Calcium ion



With the rapid development of the lithium-ion battery industry, there is growing concern that shortages of lithium-ion raw materials such as cobalt, nickel and lithium will limit the production of existing ion batteries, leaving the growing demand unmet. Whether it is trolling motor battery or fish finder battery, the most popular is lithium battery at present.

This has prompted researchers to look for alternatives to lithium-based electrochemical energy storage systems. Among potential sodium, potassium, magnesium, zinc, calcium ion batteries, calcium ion batteries have shown great potential.

1.Challenges in developing calcium ion batteries

On the one hand, calcium ions are the fifth most abundant element in the Earth's crust, and the global resource is evenly distributed. More importantly, calcium ion batteries can provide higher power densities than other polyvalent metal ion-based battery systems.

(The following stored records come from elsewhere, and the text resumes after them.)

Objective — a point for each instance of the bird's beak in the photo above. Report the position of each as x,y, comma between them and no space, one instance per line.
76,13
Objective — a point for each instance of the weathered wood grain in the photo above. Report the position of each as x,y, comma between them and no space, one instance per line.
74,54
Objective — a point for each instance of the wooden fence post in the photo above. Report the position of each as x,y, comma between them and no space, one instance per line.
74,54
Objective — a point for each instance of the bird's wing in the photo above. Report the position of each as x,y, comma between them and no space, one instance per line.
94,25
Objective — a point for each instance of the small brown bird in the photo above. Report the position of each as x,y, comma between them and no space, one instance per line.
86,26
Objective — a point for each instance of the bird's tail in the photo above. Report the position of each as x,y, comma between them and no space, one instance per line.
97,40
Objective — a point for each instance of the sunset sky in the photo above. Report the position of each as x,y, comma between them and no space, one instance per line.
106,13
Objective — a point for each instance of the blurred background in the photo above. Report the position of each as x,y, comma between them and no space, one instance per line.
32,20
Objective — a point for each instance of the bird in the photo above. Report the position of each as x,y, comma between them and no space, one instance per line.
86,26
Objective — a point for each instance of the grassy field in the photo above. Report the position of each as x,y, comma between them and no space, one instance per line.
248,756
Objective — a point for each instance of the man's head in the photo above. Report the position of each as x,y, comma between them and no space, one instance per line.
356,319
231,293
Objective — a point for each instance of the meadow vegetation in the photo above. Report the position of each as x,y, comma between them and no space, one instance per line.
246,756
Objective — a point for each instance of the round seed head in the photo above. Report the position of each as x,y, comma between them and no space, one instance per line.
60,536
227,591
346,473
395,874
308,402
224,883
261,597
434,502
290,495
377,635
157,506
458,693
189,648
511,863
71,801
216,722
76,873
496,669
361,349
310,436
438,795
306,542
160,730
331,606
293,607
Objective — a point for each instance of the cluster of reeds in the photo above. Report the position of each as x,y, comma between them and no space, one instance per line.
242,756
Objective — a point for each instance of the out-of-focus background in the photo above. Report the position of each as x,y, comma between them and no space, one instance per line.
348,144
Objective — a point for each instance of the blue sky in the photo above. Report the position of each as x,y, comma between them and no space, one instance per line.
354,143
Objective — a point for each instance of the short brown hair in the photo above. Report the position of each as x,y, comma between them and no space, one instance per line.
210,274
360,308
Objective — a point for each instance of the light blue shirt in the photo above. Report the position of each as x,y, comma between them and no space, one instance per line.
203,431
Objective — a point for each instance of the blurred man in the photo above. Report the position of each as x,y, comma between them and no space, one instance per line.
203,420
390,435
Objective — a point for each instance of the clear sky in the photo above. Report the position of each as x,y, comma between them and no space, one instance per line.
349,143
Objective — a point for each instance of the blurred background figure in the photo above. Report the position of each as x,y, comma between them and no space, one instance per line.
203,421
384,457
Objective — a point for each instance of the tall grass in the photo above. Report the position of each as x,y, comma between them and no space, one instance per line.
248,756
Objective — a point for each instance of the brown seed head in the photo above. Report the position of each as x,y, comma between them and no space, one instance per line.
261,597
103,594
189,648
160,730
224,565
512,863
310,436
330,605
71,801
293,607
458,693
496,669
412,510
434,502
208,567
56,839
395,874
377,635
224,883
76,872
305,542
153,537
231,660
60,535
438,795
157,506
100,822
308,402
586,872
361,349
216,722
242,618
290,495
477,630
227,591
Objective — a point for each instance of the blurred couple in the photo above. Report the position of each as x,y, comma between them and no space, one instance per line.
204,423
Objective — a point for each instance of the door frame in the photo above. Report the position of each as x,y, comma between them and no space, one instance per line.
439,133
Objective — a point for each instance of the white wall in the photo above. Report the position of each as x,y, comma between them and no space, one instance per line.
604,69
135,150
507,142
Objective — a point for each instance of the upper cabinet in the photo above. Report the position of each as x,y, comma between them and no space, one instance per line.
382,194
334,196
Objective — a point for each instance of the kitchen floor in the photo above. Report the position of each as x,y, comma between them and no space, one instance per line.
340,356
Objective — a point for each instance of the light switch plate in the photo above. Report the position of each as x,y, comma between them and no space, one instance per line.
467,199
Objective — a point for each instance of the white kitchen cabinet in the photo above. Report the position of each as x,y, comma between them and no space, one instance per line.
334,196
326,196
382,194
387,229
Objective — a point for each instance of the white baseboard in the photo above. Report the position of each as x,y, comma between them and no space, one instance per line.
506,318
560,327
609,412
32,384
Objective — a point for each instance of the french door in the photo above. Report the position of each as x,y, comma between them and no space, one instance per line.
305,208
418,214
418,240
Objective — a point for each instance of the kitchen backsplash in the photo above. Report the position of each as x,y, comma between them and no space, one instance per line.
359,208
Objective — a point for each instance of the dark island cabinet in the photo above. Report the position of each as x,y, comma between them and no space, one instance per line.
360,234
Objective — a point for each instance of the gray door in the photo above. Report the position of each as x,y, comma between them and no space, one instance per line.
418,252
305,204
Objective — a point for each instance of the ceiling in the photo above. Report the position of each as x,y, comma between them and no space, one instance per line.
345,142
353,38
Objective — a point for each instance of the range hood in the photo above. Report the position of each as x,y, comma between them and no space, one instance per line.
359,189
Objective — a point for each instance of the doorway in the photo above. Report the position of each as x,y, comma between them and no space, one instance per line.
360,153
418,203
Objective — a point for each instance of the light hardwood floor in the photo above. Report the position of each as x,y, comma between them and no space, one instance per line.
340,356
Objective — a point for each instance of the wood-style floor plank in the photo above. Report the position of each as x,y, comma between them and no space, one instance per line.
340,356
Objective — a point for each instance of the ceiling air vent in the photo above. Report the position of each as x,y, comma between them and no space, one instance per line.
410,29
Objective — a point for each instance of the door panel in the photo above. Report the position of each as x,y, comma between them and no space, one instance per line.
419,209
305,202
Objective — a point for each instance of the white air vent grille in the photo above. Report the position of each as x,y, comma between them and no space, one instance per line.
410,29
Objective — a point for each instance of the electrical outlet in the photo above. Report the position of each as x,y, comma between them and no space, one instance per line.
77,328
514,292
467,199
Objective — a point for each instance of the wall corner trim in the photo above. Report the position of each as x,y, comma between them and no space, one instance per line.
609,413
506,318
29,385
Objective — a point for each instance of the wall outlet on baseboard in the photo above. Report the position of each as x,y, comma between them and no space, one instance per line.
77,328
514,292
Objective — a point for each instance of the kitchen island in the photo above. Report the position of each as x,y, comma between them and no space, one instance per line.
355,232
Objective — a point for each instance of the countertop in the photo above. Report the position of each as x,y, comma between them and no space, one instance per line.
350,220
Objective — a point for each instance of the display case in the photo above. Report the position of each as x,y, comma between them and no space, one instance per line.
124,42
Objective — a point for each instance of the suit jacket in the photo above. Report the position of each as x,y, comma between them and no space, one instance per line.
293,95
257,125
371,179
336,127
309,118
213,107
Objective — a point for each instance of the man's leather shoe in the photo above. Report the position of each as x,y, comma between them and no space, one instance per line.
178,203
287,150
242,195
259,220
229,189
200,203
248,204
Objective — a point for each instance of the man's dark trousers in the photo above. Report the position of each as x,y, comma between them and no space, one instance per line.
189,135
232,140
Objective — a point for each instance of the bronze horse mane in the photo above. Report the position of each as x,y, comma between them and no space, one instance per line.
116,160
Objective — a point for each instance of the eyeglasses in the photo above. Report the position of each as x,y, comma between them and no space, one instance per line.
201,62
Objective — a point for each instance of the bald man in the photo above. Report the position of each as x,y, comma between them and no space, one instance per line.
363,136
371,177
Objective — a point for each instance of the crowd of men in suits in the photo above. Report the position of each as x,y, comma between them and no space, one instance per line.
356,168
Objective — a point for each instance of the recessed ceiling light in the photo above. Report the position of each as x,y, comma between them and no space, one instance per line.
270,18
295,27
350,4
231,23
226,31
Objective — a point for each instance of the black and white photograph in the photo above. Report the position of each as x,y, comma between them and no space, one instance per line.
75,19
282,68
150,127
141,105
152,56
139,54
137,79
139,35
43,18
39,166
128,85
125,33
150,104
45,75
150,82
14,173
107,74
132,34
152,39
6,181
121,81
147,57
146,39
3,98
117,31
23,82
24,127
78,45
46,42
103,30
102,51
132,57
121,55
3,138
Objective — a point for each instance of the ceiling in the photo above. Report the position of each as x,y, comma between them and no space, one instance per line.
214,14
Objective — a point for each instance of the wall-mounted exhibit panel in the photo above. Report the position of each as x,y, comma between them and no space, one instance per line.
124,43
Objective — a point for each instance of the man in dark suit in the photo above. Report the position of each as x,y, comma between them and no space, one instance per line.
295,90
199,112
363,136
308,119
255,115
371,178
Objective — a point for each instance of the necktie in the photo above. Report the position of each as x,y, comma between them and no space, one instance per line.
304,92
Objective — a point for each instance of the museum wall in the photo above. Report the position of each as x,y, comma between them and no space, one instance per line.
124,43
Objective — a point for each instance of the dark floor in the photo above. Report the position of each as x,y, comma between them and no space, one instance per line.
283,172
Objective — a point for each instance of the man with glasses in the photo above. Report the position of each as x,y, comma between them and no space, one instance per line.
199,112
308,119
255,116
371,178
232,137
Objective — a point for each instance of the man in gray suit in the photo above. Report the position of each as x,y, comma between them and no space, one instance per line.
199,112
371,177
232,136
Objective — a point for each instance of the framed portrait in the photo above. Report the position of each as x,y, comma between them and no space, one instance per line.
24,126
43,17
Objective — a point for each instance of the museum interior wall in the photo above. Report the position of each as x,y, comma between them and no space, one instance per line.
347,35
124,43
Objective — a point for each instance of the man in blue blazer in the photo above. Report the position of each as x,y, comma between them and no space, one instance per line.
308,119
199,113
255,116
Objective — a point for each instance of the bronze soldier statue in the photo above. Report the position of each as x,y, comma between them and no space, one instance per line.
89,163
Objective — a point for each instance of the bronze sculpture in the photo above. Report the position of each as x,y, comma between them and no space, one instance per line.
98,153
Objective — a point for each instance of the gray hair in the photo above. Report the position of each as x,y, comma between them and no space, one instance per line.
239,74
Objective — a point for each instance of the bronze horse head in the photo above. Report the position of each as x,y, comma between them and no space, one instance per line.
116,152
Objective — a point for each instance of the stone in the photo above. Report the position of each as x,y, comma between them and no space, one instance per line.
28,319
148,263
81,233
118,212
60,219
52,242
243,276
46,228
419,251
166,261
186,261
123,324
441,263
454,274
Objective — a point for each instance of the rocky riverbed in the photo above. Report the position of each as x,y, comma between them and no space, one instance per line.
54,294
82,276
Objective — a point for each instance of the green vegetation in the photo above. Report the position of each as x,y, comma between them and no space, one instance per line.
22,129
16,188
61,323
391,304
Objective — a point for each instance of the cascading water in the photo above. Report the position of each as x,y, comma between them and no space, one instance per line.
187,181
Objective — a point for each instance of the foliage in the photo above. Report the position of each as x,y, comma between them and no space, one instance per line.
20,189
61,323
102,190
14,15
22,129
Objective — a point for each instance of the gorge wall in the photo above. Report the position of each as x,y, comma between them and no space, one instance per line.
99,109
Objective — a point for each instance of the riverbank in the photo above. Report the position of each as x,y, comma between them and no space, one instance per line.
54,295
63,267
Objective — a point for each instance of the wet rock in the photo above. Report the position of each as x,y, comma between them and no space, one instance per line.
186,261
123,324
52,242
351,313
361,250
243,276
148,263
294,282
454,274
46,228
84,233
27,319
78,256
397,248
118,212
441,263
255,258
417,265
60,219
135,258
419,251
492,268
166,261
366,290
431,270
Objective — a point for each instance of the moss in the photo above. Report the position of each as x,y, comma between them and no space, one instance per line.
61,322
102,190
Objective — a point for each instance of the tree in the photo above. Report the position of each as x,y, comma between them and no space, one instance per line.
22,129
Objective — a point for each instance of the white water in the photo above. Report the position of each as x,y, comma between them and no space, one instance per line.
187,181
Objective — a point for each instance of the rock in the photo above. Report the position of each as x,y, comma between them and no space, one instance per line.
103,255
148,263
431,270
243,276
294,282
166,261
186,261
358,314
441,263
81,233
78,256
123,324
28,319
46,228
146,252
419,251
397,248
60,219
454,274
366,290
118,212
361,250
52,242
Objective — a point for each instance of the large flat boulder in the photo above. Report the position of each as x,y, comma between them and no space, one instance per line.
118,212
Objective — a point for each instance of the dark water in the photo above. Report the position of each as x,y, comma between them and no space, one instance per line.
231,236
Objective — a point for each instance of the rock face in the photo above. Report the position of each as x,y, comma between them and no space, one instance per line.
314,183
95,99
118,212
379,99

However, the research and development of calcium ion batteries faces multiple challenges, mainly reflected in the following aspects:

  1. Lack of effective electrolytes and viable cathode materials for reversible calcium ion intercalation;
  2. In addition, the strong reducing ability of calcium ions can induce electrolyte decomposition to form an ionic insulating layer on the metal anode;
  3. True full-cell testing of potential cathodes has not yet been achieved; Meanwhile, the use of conventional half-cell setups may lead to underestimated electrode performance due to the severe passivation of the electrodes by calcium ion metal in the electrolyte. Therefore, further research to understand the interfacial chemistry and design a suitable anode-electrolyte interface is crucial for realizing viable calcium ion-based batteries.
Challenges in developing calcium ion batteries

2.Potential of calcium ion batteries

Researchers at the Helmholtz Institute in Ulm, Germany, demonstrate the suitability of calcium-tin (Ca-Sn) alloys as anodes for calcium ion batteries and elucidate their electrochemical performance. The calcium ion battery demonstrated in this paper (consisting of a Ca-Sn alloy anode, a quinone-based polymer cathode, and a high-efficiency borate Ca[B(hfip)4]2 electrolyte) exhibits excellent performance and can output a voltage of 1.8 V, And it can run at least 5000 cycles at a specific current of 260 mA g-1. The discovery of novel Ca-Sn alloy anodes opens a promising avenue for high-performance calcium ion batteries.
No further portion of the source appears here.